RESOLVED, as an ordinary resolution, that the adjournment of the Shareholder Meeting to a later date or dates to be determined by the chairman of the Shareholder Meeting, if necessary, (i) to permit further solicitation and vote of proxies if, based upon the tabulated vote at the time of the Shareholder Meeting, there are insufficient Class A ordinary shares, par value $0.0001 per share (the “Public Shares”) and Class B ordinary shares, par value $0.0001 per share in the capital of Infinite represented (either in person or by proxy) to approve the Extension Amendment Proposal, the Class B Share Proposal or the Redemption Limitation Amendment Proposal, or (ii) to constitute a quorum necessary to conduct business to vote on the Extension Amendment Proposal, the Class B Share Proposal or the Redemption Limitation Amendment Proposal at the Shareholder Meeting be confirmed, adopted, approved and ratified in all respects.”
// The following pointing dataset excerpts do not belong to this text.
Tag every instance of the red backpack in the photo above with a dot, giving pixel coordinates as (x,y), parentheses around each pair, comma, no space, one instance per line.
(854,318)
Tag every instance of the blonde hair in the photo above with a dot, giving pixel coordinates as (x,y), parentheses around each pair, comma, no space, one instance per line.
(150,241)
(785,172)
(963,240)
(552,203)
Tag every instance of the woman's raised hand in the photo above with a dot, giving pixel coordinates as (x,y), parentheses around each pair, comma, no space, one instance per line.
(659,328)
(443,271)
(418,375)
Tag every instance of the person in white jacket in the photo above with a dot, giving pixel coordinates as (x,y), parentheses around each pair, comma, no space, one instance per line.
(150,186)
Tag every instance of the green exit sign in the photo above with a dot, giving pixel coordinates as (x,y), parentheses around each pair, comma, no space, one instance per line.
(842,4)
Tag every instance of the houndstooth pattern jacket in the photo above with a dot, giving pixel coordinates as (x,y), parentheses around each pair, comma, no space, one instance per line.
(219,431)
In an Indefinite Adjournment Scenario:

RESOLVED, as an ordinary resolution, that the adjournment of the Shareholder Meeting sine die, (i) if the holders of Public Shares have elected to redeem an amount of shares in connection with the Articles Extension, the Class B Share Proposal or the Redemption Limitation Amendment Proposal such that Infinite would not meet the continued listing requirements of the New York Stock Exchange, or (ii) where the chairman of the Shareholder Meeting has determined it is otherwise necessary or advisable be confirmed, adopted, approved and ratified in all respects.”
 
 
 
Dated:                  2023
 
 
 
 
 
(Signature)
 
 
 
 
 
(Signature if held Jointly)
 
Signature should agree with name printed hereon. If shares are held in the name of more than one person, EACH joint owner should sign. Executors, administrators, trustees, guardians, and attorneys should indicate the capacity in which they sign. Attorneys should submit powers of attorney. In the case of a shareholder that is not a natural person, this proxy must be executed by a duly authorized officer or attorney of such entity.
PLEASE SIGN, DATE AND RETURN THE PROXY IN THE ENVELOPE ENCLOSED TO CONTINENTAL STOCK TRANSFER & TRUST COMPANY. THIS PROXY WILL BE VOTED IN THE MANNER DIRECTED HEREIN BY THE UNDERSIGNED SHAREHOLDER. IF NO DIRECTION IS MADE, THIS PROXY WILL BE VOTED “FOR” PROPOSALS 1, 2, 3 AND 4 AND WILL GRANT DISCRETIONARY AUTHORITY TO VOTE UPON SUCH OTHER MATTERS AS MAY PROPERLY COME BEFORE THE MEETING OR ANY ADJOURNMENTS THEREOF. THIS PROXY WILL REVOKE ALL PRIOR PROXIES SIGNED BY YOU.